In a sign of the growing concern over the problem, the Bar Council last week issued advice to practitioners, while stressing that it believed “only a very small number of judges are bullies”.
The advice said: “It is recognised that judges have to work under significant pressures and they are no more immune from the effects of stress than the rest of us.
“Nonetheless, however small the number of occasions when judicial bullying occurs, it is always unacceptable.”
The Bar Council said it was also looking “to adopt a system that uses technology to help overcome barristers’ understandable reluctance to report bullying, or to take action about it”.
This is being developed at the moment and will be publicised shortly once it is in place.
In the meantime, the advice outlined what barristers should do when faced with judicial bullying.
“By publicising and giving these options the firm backing of those who lead our profession, it is hoped that the profession as a whole will encourage barristers to take action, whether they are the victim of bullying or witness it, and support them in the process,” it said.
“The Bar Council wishes to encourage a culture of awareness and openness about bullying, and the serious impact that it can have on those who are bullied.
“With this issue now in the open, it hoped that barristers at all levels will realise that they are not alone in their experiences and should not have to ‘tough it out’ against bullying.
“We need to be able to discuss this without fear of being seen as weak or incompetent. Bullying can and does happen to the strongest and best of us. We must continue to talk about it, and to be proactive in raising our concerns with colleagues.”
The Bar Council encouraged chambers and other organisations to include advice on bullying by judges in the mentoring and support that they offered to more junior members, “and not to be too shy about making confidential inquiries of other barristers and chambers if a local judge appears to be behaving out of line”.
But it stressed that “a simple expression of judicial irritation or frustration is not bullying; nor is a fair and measured criticism of the conduct or work of counsel, or of someone else that is directed towards counsel”.

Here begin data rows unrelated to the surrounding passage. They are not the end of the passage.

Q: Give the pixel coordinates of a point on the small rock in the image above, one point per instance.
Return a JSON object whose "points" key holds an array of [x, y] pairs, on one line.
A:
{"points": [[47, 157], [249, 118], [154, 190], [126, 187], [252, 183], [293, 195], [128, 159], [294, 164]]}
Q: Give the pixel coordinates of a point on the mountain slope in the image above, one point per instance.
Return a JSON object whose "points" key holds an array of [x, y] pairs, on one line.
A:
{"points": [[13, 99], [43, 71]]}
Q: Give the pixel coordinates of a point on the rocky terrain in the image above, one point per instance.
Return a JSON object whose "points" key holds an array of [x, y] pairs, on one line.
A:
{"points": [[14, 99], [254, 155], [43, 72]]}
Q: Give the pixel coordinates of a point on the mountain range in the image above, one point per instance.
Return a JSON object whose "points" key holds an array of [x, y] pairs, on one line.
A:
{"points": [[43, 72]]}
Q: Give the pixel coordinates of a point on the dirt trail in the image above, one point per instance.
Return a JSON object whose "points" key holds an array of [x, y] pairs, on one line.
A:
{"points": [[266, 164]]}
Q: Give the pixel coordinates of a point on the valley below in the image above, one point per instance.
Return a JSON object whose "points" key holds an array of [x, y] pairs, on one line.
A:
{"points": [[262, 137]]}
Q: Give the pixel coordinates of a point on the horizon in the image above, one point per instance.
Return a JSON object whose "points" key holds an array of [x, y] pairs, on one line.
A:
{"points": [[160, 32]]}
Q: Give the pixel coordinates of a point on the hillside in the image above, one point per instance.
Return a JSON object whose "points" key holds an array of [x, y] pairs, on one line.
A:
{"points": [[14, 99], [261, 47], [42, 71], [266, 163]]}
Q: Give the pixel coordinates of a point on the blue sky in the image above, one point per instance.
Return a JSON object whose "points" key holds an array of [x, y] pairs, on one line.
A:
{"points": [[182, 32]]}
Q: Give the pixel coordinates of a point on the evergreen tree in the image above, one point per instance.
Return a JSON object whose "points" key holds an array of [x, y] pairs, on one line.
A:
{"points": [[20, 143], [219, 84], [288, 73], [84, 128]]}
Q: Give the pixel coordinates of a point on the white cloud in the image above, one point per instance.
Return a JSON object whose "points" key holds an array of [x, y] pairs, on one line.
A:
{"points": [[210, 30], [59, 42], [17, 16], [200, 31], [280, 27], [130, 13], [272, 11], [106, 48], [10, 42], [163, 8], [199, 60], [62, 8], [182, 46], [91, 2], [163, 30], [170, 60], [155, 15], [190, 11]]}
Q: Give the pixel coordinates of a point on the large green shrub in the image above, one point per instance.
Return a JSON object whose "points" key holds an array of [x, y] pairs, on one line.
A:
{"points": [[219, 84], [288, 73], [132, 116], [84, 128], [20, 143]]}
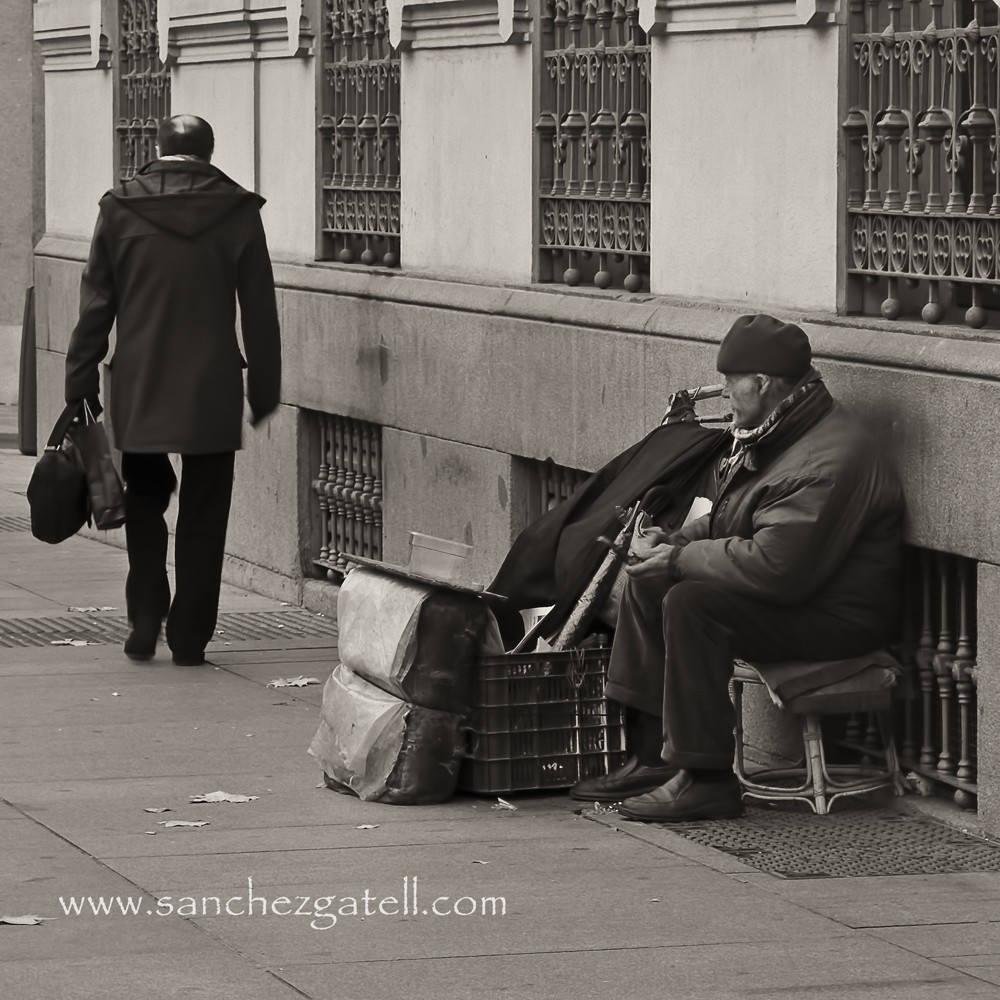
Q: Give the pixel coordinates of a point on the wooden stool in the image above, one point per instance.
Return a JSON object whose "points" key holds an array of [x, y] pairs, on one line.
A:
{"points": [[820, 784]]}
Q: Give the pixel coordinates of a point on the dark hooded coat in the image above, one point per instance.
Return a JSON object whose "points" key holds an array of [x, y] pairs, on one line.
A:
{"points": [[173, 250]]}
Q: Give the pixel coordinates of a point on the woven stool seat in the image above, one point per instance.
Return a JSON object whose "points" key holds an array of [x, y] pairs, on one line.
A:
{"points": [[810, 691]]}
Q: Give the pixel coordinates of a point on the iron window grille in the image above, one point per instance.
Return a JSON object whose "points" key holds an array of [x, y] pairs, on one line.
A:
{"points": [[348, 491], [593, 134], [359, 135], [549, 485], [143, 86], [936, 705], [922, 132]]}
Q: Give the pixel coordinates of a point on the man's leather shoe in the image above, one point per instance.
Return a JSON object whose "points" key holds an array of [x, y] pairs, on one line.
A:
{"points": [[684, 799], [188, 659], [140, 646], [632, 778]]}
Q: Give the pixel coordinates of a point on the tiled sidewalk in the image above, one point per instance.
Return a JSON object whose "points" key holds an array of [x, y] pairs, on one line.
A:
{"points": [[595, 907]]}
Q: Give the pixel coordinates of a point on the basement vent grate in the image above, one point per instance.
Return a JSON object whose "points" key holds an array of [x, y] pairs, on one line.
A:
{"points": [[850, 844], [237, 626], [14, 522]]}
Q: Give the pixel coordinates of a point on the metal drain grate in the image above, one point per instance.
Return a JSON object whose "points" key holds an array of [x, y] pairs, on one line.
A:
{"points": [[850, 844], [237, 626]]}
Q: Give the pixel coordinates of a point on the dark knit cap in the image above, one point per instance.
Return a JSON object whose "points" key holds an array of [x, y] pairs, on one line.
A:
{"points": [[764, 345]]}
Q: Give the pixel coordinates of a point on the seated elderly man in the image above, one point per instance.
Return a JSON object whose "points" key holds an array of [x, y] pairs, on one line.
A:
{"points": [[798, 560]]}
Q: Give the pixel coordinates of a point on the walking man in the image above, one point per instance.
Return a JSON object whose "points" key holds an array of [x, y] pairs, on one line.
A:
{"points": [[173, 250]]}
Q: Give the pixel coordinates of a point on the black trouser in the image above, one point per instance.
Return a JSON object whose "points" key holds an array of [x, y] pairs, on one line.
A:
{"points": [[199, 544], [676, 652]]}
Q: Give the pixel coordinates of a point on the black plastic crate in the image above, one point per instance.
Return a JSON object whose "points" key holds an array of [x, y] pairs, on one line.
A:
{"points": [[541, 720]]}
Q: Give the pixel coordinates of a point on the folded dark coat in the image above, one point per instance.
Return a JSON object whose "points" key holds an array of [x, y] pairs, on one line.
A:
{"points": [[172, 251], [553, 559]]}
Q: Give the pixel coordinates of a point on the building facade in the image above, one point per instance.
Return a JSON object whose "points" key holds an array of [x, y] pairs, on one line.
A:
{"points": [[22, 181], [505, 231]]}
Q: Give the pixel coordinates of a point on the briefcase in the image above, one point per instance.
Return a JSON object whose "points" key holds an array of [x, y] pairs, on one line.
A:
{"points": [[57, 490], [107, 495]]}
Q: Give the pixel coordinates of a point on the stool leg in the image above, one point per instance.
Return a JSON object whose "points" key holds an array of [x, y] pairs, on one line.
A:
{"points": [[812, 736], [738, 763], [886, 731]]}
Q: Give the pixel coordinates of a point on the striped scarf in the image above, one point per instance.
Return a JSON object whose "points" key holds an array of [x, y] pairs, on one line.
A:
{"points": [[746, 440]]}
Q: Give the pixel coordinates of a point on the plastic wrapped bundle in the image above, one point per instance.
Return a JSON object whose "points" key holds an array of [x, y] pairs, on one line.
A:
{"points": [[380, 748], [411, 639]]}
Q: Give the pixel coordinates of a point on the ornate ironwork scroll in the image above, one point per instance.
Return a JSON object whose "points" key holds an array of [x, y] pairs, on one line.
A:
{"points": [[924, 160], [143, 85], [936, 704], [348, 487], [360, 134], [594, 137]]}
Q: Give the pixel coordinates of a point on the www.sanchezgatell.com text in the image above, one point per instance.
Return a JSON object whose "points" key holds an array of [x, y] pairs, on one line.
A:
{"points": [[322, 911]]}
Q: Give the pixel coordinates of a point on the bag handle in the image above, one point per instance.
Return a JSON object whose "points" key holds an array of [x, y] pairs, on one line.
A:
{"points": [[62, 426]]}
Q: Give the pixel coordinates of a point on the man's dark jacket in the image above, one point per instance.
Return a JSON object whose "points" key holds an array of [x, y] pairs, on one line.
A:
{"points": [[818, 522], [173, 248]]}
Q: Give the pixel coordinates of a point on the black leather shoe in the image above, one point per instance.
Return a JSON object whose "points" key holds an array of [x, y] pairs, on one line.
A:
{"points": [[632, 778], [188, 659], [683, 799], [140, 646]]}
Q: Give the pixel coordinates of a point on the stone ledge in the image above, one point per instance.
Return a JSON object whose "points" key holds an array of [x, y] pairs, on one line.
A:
{"points": [[70, 35], [667, 17], [437, 24], [206, 31], [860, 340]]}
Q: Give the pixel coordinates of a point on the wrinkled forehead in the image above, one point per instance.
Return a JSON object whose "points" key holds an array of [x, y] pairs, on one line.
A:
{"points": [[740, 381]]}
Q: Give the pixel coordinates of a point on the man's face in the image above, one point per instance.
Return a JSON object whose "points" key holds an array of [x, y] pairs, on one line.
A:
{"points": [[746, 395]]}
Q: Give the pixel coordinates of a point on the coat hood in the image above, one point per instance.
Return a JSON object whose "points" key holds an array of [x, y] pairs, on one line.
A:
{"points": [[184, 197]]}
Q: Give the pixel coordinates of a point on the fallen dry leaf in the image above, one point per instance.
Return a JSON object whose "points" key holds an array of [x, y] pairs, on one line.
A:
{"points": [[293, 681], [222, 797]]}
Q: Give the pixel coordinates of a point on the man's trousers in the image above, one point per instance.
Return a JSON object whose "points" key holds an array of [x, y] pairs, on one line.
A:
{"points": [[674, 654], [199, 544]]}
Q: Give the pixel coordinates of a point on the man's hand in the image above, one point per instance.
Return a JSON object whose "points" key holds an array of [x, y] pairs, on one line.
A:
{"points": [[657, 563], [642, 545]]}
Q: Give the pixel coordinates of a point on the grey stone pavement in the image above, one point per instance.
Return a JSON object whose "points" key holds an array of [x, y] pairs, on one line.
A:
{"points": [[595, 906]]}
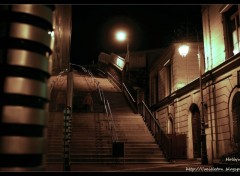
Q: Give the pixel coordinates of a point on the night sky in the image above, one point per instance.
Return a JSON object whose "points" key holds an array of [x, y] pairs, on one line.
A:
{"points": [[149, 27]]}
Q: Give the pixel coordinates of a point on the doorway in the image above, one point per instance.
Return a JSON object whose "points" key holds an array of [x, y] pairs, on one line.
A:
{"points": [[196, 130]]}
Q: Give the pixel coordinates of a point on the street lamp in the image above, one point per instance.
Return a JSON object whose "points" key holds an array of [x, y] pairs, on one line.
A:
{"points": [[122, 36], [183, 50]]}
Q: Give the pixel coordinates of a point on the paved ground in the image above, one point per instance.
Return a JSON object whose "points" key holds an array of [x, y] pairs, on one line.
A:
{"points": [[179, 166]]}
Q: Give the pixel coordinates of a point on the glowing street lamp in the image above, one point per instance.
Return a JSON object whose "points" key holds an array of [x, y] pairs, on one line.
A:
{"points": [[183, 50], [122, 36]]}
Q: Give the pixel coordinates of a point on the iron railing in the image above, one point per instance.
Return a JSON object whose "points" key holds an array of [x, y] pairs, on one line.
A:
{"points": [[164, 142]]}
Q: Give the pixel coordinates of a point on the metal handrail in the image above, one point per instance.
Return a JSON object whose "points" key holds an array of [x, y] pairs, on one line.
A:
{"points": [[164, 142], [129, 94]]}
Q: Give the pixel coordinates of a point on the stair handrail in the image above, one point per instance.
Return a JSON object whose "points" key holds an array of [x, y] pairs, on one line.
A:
{"points": [[114, 136], [164, 142]]}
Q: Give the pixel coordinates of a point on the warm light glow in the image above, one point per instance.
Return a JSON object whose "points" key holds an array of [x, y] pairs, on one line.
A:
{"points": [[120, 62], [180, 85], [121, 36], [183, 50]]}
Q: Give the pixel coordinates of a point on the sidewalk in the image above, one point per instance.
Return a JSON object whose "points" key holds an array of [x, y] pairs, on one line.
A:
{"points": [[180, 165]]}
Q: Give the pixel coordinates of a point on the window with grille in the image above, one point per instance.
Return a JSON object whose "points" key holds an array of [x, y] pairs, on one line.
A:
{"points": [[232, 30]]}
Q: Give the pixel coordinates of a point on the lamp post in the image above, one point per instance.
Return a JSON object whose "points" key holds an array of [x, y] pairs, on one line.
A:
{"points": [[183, 50], [122, 36]]}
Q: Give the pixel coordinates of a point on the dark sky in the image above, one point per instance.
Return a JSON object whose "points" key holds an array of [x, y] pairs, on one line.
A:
{"points": [[149, 27]]}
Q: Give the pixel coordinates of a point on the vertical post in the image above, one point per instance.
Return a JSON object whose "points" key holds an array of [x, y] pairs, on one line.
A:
{"points": [[67, 120], [128, 60], [66, 139], [204, 158]]}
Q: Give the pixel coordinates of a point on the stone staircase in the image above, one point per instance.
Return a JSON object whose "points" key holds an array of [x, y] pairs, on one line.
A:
{"points": [[91, 139]]}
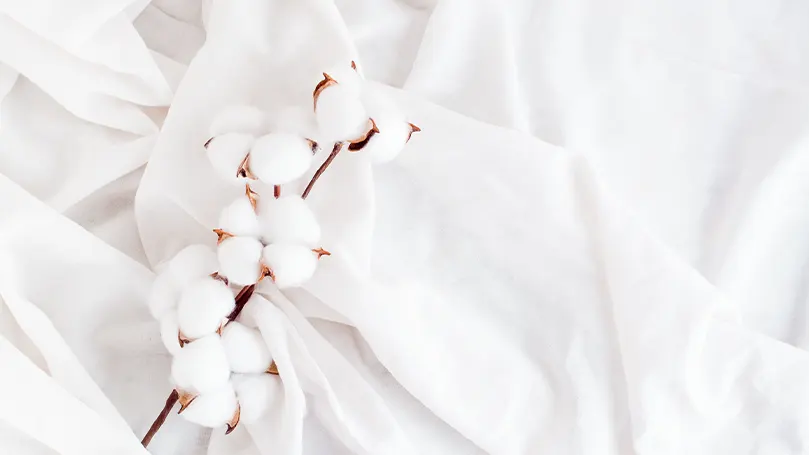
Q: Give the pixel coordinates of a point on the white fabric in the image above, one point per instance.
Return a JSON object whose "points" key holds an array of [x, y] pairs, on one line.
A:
{"points": [[636, 287]]}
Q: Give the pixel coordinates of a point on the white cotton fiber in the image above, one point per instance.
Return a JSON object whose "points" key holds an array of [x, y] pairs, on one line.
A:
{"points": [[238, 119], [394, 130], [191, 263], [213, 409], [203, 307], [346, 76], [201, 366], [246, 350], [279, 158], [239, 260], [170, 331], [226, 153], [389, 142], [297, 120], [248, 315], [257, 393], [292, 265], [239, 218], [288, 219], [163, 296], [340, 114]]}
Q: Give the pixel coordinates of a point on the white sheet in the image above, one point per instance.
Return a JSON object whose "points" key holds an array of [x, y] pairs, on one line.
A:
{"points": [[638, 287]]}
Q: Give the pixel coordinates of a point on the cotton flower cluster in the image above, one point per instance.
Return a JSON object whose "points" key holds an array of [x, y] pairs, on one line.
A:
{"points": [[238, 150], [221, 368], [268, 237], [347, 110]]}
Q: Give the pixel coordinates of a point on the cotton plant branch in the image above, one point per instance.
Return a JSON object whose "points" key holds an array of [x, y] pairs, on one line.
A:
{"points": [[174, 397], [213, 345], [241, 300]]}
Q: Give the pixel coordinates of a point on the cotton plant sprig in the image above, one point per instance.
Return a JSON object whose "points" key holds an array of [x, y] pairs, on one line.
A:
{"points": [[222, 371]]}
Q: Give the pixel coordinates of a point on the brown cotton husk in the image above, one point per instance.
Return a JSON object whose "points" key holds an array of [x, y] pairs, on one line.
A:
{"points": [[327, 81], [413, 129], [313, 146], [321, 252], [266, 272], [252, 196], [234, 421], [358, 144], [273, 369], [244, 169], [217, 276], [182, 339], [185, 400], [222, 235]]}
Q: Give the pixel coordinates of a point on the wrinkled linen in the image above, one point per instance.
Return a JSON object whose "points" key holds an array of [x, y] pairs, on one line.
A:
{"points": [[596, 244]]}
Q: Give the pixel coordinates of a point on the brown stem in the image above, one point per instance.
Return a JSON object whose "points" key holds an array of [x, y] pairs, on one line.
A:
{"points": [[170, 402], [241, 300], [334, 151]]}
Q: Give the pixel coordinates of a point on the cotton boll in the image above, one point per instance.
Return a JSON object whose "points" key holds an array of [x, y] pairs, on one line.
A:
{"points": [[239, 260], [391, 139], [213, 409], [288, 219], [279, 158], [239, 218], [340, 114], [238, 119], [256, 394], [346, 76], [169, 332], [292, 265], [227, 152], [163, 296], [246, 350], [192, 262], [248, 315], [203, 306], [201, 366]]}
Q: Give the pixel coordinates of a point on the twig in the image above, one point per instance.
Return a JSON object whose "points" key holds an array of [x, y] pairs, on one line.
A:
{"points": [[334, 151], [161, 419], [241, 300]]}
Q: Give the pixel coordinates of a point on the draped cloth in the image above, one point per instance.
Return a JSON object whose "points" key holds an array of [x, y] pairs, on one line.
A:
{"points": [[596, 245]]}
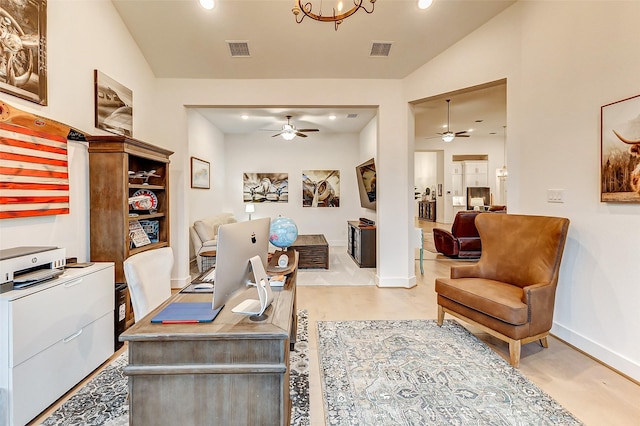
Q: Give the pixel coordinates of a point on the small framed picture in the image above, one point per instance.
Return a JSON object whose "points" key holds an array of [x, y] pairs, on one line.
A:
{"points": [[199, 173], [113, 105], [23, 70]]}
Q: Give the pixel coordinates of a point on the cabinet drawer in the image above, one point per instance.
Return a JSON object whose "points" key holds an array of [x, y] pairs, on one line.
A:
{"points": [[46, 317], [45, 377]]}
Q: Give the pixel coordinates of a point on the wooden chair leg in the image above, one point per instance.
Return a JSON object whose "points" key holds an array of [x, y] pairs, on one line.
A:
{"points": [[514, 352], [440, 315]]}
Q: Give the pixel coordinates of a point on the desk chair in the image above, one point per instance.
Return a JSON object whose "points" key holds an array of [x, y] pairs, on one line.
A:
{"points": [[148, 276]]}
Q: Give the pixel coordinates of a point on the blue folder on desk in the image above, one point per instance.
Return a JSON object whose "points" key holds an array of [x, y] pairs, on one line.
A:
{"points": [[186, 312]]}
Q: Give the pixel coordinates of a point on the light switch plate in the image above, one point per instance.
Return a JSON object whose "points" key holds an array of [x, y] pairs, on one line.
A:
{"points": [[555, 195]]}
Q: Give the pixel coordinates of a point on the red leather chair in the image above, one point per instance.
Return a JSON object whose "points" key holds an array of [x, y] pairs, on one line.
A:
{"points": [[463, 240]]}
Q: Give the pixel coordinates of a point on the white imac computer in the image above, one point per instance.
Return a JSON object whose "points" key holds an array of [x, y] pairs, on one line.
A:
{"points": [[238, 244]]}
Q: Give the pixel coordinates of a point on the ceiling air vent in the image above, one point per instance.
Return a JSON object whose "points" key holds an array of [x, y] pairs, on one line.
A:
{"points": [[380, 49], [239, 49]]}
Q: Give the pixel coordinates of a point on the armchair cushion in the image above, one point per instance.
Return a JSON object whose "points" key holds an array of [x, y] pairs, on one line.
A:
{"points": [[494, 298]]}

The Bar Council acknowledged the “widespread fear” that any complaint – even an anonymous one – could somehow lead to consequences for the complainant and/or the target of the bullying.
The body said it understood this fear, but warned that, “if we do not take action, it will be very difficult for us to stamp out bullying, and others will continue to suffer”.
It added that it was rare for a barrister to be the only person to have experienced bullying by a particular judge: “It may take just one individual to step forward for others to be encouraged to do so.”
Further, “in most cases, it should be possible for action to be taken on a strictly confidential basis, which avoids the possibility of identification”, and in any case the Senior Presiding Judge, Lady Justice Macur, has told the Bar Council that she was committed to ensuring that no barrister suffered adverse consequences as a result of making “a genuine and well-founded complaint, in a responsible way”.
The advice said: “We also believe that the fear of adverse consequences is often misplaced and can become exaggerated in our own minds.
“We hope that if you follow this advice, you may be reassured about your fears, although we recognise that many may still be nervous about making a complaint.”
The Bar Council urged barristers to address bullying whenever it happened if possible.
“A timely response, if it can be given, may be more effective both in addressing the incident itself and in helping the judge to understand the impact (and, at times, how the judge’s behaviour is coming across more generally).”
It also urged senior practitioners, or those in leadership positions, who were in court at the time of the bullying to consider taking issue with it at the time, especially if the target was a more junior practitioner.
“Your intervention may help to reduce the impact on the target and show them that the senior members of the profession are prepared to stand up and be counted in support of our more junior members.
“Always be mindful though of the effect it might have upon the victim of the bullying and their client and be alive to a potential loss of confidence in the barrister by the client or of an unseemly courtroom scene developing.
“If you have bullying reported to you at court shortly after it has occurred, then it may be more appropriate to enquire of the more junior practitioner if they would appreciate intervention.”
The advice said that, even if a barrister decided against making a formal complaint, they should not do nothing.
“In simple terms, informal routes involve approaching – confidentially – someone in a position of leadership in the profession, whether their leadership role is formal or informal.
“They should be able to help you to identify your options and decide what action might be taken, whether by you, by them, or by someone else.”